The greenback traded near a two-year high against a basket of major currencies, reaching 108.15, and was on track for a monthly gain exceeding 2%. The US dollar’s renewed strength weighed on commodities and precious metals, with the Australian and New Zealand dollars among the hardest hit. The Aussie dollar fell 0.5% to $0.6238, while the New Zealand dollar dropped 0.58% to $0.5646. The euro also saw a slight dip of 0.18%, trading at $1.0399, and the Japanese yen continued to struggle near a five-month low at 157.35 per dollar.
This strength in the dollar came after Federal Reserve Chair Jerome Powell signaled fewer rate cuts in 2025 during the central bank’s December policy meeting. The markets have since adjusted their expectations, pricing in only about 35 basis points worth of rate easing for next year. As a result, US Treasury yields saw a rise, with the 10-year yield ticking up by 2.6 basis points to 4.613%, and the two-year yield firming to 4.3489%.
“The Fed’s shift to a less accommodative stance, paired with its focus on both sides of the dual mandate, suggests that markets will place greater emphasis on economic data in the new year,” said Tom Porcelli, chief US economist at PGIM Fixed Income.
In Japan, scheduled sales of Japanese government bonds (JGB) were set to increase slightly, but yields on JGBs moved little in response, remaining in line with the rising US Treasury yields.
Asian shares were subdued on Thursday, with MSCI’s broadest index of Asia-Pacific shares outside Japan dipping 0.1%. However, the index was still on track to finish the week with a 1.6% gain, buoyed by strong performance earlier in the week, driven by positive sentiment from Wall Street. US equity futures were also marginally higher, with S&P 500 futures up by 0.08% and Nasdaq futures advancing by 0.27%.
Globally, stocks looked set to finish the year on a high note, with world stocks poised to register their second consecutive annual gain of over 17%. The gains were largely attributed to a strong performance from US equities, which continued to benefit from booming artificial intelligence investments and robust economic growth, drawing global capital to US assets.
“At first glance, markets appear to suggest exceptional exuberance has presided over 2024,” noted Vishnu Varathan, head of macro research for Asia ex-Japan at Mizuho Bank.
In Japan, the Nikkei was up by 0.95% on Thursday, tracking an 18% annual gain, while Chinese indices also posted positive movements.
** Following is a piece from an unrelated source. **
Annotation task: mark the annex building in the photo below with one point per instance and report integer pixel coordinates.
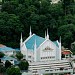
(44, 55)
China’s CSI300 blue-chip index gained 0.08%, and the Shanghai Composite added 0.14%, both heading for yearly gains of more than 10%, supported by increased government measures to stabilize the economy.
Meanwhile, Bitcoin stayed under the $100,000 mark, slipping by 0.37% to $98,071. The cryptocurrency’s decline extended from its recent record high, with the Fed’s hawkish stance affecting its momentum. Bitcoin’s recent drop also followed news that Russian companies have begun using digital currencies for international payments in response to Western sanctions, signaling a shift in the global use of cryptocurrencies.
In commodities, Brent crude futures rose by 0.08% to $73.64 per barrel, while US crude gained 0.1% to $70.17. Gold, another asset sensitive to the dollar’s strength, saw a slight increase, ticking up by 0.5% to $2,626.19 an ounce.